JILL:あと、ステージに出てくるバイクなんですが。私はSUZUKIのKATANAの存在を知らないなかで、とにかく物語のヒロインは自分が空想で作ったKATANAという名前のバイクに乗っているというイメージだったんですね。そうしたら、そういう名前のバイクが実際にあって。しかもちょうど今年、そのKATANAの新型が発売されたばかりだったので、そのことをFacebookにアップしたんですよ。そうしたら知り合いから連絡がきて。その人がSUZUKIさんと話をしたら、本物のKATANAが借りれることになりまして。なので、ステージでは美枝子さんはこのKATANAの本物に乗った姿で登場します!
原田:乗れたらいいんですけどね。
JILL:そこは残念ながら危ないので、ガソリン抜いたものが来ます(笑)。イラストレーターの左右田さんもKATANAの存在は昔から知ってたらしく、イラストではすごく綺麗にKATANAを描いて下さって。私はなぜ最初にバイクの名前をKATANAにしたのかはまったく分からないですけど、すべてが“縁”でつながっていったんですよね。
――このお二人の人生がこのタイミングで交錯するのもなにかの縁なんでしょうね。お互い、似ている部分ってあるんですか?
JILL:クリエイティブなことが好きで、美枝子さんはそれを演じて、私はライブを通してパフォーマンスするっていうところは似てるんじゃないですかね。だから、今回の公演に“LIVE+STORY PERFORMANCE”と入れたんだ。いま思い出しました(笑)。

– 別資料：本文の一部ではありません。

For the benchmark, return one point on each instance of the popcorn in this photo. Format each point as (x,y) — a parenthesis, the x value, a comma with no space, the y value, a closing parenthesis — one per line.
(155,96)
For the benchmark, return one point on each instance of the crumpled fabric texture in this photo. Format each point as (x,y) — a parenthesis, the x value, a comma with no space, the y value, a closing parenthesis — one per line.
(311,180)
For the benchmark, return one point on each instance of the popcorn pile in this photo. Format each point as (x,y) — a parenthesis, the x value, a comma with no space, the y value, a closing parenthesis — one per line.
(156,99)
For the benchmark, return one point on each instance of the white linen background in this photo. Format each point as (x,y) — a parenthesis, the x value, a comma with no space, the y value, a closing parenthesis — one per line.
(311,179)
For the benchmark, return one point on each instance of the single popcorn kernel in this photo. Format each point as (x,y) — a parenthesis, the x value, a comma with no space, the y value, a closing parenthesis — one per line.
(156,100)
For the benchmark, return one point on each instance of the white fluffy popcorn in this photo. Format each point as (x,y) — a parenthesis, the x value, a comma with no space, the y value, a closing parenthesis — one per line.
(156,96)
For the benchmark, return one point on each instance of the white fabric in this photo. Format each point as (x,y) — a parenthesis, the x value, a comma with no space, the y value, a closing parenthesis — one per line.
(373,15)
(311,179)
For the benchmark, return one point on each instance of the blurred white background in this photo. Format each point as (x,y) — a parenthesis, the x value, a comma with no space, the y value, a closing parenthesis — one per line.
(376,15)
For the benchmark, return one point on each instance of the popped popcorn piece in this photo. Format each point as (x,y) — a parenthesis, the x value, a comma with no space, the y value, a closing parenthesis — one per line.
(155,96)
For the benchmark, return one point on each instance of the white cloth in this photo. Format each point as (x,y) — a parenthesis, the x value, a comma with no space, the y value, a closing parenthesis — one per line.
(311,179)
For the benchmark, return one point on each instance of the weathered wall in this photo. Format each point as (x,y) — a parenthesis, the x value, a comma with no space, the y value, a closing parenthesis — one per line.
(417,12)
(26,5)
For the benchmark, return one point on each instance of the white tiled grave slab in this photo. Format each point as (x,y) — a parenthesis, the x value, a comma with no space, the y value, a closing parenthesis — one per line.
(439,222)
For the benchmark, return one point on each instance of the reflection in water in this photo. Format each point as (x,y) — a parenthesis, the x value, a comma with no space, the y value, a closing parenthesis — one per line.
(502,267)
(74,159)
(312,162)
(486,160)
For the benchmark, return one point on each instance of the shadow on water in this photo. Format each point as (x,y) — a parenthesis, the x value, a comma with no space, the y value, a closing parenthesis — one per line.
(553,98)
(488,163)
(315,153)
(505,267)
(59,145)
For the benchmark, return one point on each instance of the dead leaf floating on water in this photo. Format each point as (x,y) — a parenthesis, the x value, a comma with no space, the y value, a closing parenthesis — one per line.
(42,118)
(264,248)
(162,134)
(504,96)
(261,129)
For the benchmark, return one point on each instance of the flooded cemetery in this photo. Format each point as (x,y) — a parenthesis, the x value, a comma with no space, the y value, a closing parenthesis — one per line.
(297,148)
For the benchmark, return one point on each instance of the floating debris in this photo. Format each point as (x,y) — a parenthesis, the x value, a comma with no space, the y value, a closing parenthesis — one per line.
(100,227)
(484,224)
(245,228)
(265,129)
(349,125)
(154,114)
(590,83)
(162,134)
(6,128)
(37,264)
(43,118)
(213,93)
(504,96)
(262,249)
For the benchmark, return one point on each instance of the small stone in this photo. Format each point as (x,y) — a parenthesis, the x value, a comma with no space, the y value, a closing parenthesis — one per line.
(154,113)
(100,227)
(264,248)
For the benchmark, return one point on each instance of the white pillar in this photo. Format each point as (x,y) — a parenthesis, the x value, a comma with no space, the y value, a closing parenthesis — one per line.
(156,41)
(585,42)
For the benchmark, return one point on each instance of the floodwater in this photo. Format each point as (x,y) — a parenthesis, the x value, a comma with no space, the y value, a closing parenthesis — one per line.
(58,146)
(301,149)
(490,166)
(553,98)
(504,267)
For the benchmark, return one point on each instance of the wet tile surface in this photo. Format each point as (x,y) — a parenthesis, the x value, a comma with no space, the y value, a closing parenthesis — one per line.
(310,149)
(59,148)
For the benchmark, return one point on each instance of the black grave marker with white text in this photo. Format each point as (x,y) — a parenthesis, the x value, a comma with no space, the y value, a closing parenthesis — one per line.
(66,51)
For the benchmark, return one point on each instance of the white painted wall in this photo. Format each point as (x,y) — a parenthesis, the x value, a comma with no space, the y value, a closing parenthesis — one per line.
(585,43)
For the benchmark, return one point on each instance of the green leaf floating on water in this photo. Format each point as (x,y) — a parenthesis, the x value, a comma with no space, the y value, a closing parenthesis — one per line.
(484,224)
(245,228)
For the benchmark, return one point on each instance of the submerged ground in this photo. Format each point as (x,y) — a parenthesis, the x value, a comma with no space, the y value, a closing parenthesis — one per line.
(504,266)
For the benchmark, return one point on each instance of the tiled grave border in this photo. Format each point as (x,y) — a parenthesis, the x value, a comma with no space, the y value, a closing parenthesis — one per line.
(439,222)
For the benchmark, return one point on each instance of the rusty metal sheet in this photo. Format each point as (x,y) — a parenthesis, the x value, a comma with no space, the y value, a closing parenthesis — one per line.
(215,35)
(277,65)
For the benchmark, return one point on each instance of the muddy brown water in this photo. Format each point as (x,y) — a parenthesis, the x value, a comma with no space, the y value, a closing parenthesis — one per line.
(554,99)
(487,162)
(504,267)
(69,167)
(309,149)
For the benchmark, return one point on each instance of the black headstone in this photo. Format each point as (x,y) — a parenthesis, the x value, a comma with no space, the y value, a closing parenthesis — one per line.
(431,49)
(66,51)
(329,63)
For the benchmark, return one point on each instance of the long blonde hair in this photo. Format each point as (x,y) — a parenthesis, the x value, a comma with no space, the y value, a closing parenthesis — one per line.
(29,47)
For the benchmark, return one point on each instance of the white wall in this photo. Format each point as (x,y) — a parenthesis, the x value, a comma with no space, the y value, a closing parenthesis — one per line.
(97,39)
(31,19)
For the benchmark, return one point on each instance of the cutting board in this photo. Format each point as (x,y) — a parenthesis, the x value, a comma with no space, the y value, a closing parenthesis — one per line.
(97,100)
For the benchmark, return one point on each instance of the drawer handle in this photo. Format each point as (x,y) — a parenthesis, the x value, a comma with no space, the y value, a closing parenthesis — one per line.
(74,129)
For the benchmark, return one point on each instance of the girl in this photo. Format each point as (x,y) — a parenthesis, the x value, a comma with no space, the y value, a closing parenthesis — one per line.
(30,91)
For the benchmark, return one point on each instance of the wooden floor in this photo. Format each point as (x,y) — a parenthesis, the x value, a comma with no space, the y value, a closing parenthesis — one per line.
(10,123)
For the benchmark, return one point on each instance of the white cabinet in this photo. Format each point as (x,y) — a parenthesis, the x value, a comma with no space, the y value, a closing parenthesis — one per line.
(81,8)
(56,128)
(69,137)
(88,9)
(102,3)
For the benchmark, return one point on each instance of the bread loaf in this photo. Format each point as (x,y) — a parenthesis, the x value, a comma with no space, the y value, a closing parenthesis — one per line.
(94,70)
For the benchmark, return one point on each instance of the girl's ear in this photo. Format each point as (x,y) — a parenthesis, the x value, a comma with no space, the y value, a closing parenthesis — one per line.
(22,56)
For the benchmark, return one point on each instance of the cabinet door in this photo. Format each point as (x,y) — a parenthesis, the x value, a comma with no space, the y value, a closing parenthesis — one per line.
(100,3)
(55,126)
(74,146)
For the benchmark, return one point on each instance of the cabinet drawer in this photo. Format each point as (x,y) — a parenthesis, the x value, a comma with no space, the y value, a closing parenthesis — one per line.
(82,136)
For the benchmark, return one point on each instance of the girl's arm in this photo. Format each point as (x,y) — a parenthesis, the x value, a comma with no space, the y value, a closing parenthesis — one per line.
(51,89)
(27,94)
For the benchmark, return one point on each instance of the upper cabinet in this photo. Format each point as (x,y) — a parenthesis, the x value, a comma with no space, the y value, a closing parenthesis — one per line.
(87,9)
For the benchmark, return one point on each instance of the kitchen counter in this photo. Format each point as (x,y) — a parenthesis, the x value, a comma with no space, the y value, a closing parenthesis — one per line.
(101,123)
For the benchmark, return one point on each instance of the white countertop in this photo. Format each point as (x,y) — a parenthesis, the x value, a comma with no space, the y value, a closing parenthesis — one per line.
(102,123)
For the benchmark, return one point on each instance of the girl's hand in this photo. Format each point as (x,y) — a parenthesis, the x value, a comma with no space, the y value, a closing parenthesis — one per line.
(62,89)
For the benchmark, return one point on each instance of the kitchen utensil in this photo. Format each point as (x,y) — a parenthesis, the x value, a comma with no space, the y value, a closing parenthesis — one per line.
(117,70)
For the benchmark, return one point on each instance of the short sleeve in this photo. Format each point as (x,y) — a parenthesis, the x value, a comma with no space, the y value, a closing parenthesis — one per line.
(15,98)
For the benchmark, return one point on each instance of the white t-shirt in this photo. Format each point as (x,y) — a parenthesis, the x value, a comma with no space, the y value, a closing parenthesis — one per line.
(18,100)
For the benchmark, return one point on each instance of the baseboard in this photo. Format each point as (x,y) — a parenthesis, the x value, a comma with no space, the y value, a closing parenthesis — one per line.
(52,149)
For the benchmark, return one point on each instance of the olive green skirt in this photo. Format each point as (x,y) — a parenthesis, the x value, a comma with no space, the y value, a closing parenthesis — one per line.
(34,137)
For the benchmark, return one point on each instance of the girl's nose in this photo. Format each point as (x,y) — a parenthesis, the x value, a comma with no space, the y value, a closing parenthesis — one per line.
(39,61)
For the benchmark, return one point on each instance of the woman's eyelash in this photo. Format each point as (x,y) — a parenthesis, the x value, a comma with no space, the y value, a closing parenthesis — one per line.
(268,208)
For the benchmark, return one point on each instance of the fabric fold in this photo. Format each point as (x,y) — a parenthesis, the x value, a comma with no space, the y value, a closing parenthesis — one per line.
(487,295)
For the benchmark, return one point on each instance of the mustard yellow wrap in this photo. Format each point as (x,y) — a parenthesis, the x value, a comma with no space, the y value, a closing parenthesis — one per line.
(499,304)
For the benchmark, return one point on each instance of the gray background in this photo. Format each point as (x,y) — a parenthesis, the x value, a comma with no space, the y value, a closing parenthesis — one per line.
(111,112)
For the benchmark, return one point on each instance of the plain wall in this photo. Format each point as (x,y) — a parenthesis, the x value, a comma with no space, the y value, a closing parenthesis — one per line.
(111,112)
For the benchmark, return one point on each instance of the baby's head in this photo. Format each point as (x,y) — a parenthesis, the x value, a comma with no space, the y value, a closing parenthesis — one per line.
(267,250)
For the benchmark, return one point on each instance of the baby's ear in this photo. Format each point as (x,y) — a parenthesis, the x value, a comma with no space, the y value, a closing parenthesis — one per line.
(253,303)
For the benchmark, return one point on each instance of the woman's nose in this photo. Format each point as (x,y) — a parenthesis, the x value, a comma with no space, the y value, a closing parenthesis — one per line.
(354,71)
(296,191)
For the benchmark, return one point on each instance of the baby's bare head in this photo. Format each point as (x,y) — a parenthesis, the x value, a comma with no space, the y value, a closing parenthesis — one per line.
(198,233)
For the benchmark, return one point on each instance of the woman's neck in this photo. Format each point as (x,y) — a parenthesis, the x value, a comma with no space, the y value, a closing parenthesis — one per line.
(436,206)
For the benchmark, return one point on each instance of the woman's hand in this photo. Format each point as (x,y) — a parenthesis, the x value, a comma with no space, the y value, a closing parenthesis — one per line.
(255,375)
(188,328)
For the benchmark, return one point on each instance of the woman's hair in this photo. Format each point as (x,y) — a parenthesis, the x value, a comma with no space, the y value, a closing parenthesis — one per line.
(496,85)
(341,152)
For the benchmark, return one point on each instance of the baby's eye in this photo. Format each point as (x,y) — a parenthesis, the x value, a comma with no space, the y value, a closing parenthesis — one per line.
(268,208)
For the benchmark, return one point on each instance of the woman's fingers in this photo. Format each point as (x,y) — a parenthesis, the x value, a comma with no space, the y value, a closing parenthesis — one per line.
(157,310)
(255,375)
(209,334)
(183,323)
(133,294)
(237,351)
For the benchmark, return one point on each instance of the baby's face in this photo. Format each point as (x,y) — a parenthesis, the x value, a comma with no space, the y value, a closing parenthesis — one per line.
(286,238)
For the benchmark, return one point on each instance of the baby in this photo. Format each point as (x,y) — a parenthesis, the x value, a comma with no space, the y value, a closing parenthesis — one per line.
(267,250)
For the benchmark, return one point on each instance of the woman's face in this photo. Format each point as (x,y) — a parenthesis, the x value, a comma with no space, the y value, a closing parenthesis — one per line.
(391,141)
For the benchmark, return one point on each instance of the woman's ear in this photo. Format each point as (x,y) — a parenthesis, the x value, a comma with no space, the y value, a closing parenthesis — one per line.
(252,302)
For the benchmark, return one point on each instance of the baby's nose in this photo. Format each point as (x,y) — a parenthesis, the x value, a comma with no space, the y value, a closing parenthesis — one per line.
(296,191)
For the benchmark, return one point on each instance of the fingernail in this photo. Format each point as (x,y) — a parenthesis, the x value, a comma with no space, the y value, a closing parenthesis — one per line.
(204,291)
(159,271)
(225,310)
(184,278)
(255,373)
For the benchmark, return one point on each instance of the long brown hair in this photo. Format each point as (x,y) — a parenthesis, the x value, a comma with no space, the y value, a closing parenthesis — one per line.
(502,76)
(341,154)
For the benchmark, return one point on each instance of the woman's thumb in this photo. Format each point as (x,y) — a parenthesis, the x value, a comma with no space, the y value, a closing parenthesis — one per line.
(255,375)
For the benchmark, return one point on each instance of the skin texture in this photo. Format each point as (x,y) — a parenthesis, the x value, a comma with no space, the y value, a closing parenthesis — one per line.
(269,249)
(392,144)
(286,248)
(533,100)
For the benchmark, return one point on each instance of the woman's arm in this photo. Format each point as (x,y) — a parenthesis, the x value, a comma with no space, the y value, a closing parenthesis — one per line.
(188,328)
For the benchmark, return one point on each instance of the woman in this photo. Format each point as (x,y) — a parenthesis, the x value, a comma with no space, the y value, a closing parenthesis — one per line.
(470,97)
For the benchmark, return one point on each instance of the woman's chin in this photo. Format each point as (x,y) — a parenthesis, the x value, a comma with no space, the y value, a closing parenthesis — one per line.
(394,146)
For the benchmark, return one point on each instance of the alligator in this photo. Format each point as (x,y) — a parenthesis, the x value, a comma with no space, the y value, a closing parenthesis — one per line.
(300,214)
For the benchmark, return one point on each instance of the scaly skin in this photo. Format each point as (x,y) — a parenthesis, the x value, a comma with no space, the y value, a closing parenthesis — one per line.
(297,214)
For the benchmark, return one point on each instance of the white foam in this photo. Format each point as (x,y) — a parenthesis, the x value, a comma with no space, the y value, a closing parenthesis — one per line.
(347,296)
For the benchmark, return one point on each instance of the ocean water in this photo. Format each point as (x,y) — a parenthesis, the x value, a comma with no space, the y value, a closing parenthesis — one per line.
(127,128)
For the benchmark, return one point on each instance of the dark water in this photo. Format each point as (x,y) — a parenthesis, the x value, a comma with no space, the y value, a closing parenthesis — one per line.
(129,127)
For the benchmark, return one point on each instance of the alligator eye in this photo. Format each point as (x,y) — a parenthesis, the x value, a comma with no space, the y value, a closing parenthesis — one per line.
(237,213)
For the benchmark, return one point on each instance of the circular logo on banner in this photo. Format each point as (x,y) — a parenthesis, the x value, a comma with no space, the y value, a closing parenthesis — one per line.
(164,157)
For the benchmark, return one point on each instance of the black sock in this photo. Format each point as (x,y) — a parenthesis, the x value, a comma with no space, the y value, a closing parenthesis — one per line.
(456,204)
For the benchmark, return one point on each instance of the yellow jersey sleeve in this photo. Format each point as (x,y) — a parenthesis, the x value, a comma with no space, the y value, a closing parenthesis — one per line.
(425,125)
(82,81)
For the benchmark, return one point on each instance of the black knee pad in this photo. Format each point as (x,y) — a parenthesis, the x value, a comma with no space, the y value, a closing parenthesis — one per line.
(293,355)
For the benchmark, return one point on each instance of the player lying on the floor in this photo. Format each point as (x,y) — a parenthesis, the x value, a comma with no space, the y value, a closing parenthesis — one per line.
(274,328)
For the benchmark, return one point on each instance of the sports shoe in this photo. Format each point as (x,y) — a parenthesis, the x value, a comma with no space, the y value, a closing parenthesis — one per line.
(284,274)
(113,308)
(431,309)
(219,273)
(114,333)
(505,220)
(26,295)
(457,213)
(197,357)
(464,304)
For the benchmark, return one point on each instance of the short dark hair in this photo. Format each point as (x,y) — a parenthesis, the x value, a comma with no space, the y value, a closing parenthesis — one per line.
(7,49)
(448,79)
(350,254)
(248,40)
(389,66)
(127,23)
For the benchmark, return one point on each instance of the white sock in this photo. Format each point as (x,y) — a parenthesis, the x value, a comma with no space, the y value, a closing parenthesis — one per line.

原田美枝子、JILL(PERSONZ) 撮影=大塚秀美
■仕事と家庭を両立していくために必要な“HEART OF GOLD”とは?
――こうしてお二人ともいまの年齢まで一つのことを貫いてこられて。その一方で結婚、出産、子育てをしながら家庭と仕事を両立させてきたところもお二人に共通しているところだと思うんですね。女性が、仕事と家庭を両立していくために必要な“HEART OF GOLD”とはなんだと思いますか?
原田:私たちの前の世代は、女の人は男の人に付いていくという時代だったから、離婚したくても経済的に自立していないからできない。そんな時代だった。それが、私たちぐらいの時代から“自分は自分”として生きていきましょうよと。誰かに依存したままではなくて経済的にも自立して、自分の人生は自分で責任をとっていけるように生きましょうという流れになっていったと思うんです。男女関係なく、自分のやりたいことをやりたいようにやっていく。私はそのほうがいいと思うんですね。そのためにはいろんな人の協力がないとダメなんだけど。でも、1つでも自分の1本通った“生きる道”があると、どんなことがあってもまた立ち直れるんですよ。家庭生活だけではなく、自分が将来やり続けられることがあるとすれば、そのことを中心にしていろんな困難を乗り越えていける気がするんですよね。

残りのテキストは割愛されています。